Gritting her teeth, she jerked her arm free and at last managed to breathe.

“Why would you think that?” Her tone was wintry, hostile—but her voice was hoarse.

He made a sound that could have been a laugh, only there was no amusement in it.

“For one thing, I’ve seen scars like those before. You were showered with burning airplane fuel, weren’t you?”

The words couldn’t have hurt more if they’d been blows. The memories pounded in harder. Pushing her chair away from the table, Gina started to stand up, meaning to walk away, to put distance between them, to go as far from the source of the pain as she could—only she was suddenly too dizzy, and too sick to her stomach, to stand up.

Before she could get herself together enough to escape, he came around the table and crouched in front of her.

He looked as big and immovable as a mountain, she thought resentfully. The sheer mass of him hunkered down in front of her was enough to keep her from standing up and walking away even if she had been able to move, which at the moment she could not. Their eyes were nearly on a level. His were dark and grave. When he reached out to take her hand—she only realized that it had gone ice cold when she felt the warmth of his long fingers curling around hers—she gave him a look of total antipathy as she tried unsuccessfully to tug it free.

“?‘Either we’re in this together, or we’re not,’?” he quoted her words back at her. “Tell me what happened.”

She glared at him. Stupid to be angry at him, she knew, but she suddenly was, because he was dredging up what it had cost her a lot to bury and hurting her in the process. Under the circumstances, though, she knew his question wasn’t out of line. She should tell him. She knew she should. Her answer affected both of them. He needed to understand about planes—about how she felt about planes, about flying. He’d seen her scars now. He’d guessed the cause. All she needed to give him was the barest outline and he would know why stealing a plane and flying it out of there was not going to work for her.

But the memories were sharp as knives, shredding her composure.

She only realized that she was gripping his hand so hard that her nails were digging into his palm when his thumb stroked soothingly over the back of her hand. The gentle caress caused her fingers to relax a little.
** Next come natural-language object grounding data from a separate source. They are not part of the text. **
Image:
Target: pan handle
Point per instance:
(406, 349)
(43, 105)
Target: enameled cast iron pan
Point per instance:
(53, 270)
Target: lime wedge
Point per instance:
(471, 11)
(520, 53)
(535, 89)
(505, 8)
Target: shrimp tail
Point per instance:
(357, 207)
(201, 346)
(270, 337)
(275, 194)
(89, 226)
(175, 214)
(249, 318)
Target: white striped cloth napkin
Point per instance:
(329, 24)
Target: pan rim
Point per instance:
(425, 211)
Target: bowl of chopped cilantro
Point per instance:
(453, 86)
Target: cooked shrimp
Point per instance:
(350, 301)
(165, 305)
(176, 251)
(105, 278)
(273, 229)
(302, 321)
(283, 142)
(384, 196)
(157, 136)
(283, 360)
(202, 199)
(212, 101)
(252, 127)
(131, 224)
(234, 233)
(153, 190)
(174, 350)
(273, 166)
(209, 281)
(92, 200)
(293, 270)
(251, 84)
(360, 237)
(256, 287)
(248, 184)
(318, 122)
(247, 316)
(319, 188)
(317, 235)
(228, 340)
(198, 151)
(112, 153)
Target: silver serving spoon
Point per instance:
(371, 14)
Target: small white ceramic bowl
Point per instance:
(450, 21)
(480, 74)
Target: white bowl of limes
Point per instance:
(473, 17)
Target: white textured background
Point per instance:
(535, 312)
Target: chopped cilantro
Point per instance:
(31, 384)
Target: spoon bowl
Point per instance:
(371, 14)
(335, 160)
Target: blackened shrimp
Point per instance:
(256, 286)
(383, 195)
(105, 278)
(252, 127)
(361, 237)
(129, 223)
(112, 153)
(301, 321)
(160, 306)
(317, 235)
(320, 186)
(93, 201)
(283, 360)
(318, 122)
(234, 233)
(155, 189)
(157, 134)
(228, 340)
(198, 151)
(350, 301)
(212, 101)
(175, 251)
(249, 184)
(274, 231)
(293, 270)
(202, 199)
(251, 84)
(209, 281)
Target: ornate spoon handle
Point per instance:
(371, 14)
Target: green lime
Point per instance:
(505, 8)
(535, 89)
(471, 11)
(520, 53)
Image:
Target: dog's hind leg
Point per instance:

“Gina,” he prompted. His eyes held hers. “Tell me.”

The steadiness of his gaze steadied her in turn. Bare bones, she thought, I can do. Wetting her lips, taking a breath, she kept her eyes fastened to his as if they were a lifeline.

“I was the only one who survived.” She did her best to speak normally, but still the words emerged as scarcely more than a croak. “My husband. My father. My sister. All died.”

His face tightened. “Ah, Jesus,” he said. “I’m sorry.”

She nodded, unable to say anything more because her throat had closed up. Pain welled inside her as the memories ripped free of their moorings and she saw it again, all of it, in a terrifying flash that lasted no longer than a split second. She held on to his hand like she never meant to let go as the fear and grief and horror washed over her in a giant wave and then receded, leaving her cold and shaking in its wake.

He glanced down at their joined hands, then raised them to his mouth and pressed his lips to the back of her hand. His lips on her skin felt warm. Possessive. As if they belonged there.

Heat surged through her as his mouth shifted to kiss each one of her fingers in turn. Glorious, life-giving heat.

He’s a gorgeous guy, she thought with a surprising degree of detachment as she watched his black head bent over her hand while he pressed his lips to each of her fingers. The feel of his mouth on her skin made her body tighten with awareness. Hard-eyed, hard-bodied, handsome, aggressively male: what woman wouldn’t want a man like that?

More than that, he was someone she’d learned she could count on. Someone who’d become surprisingly important to her.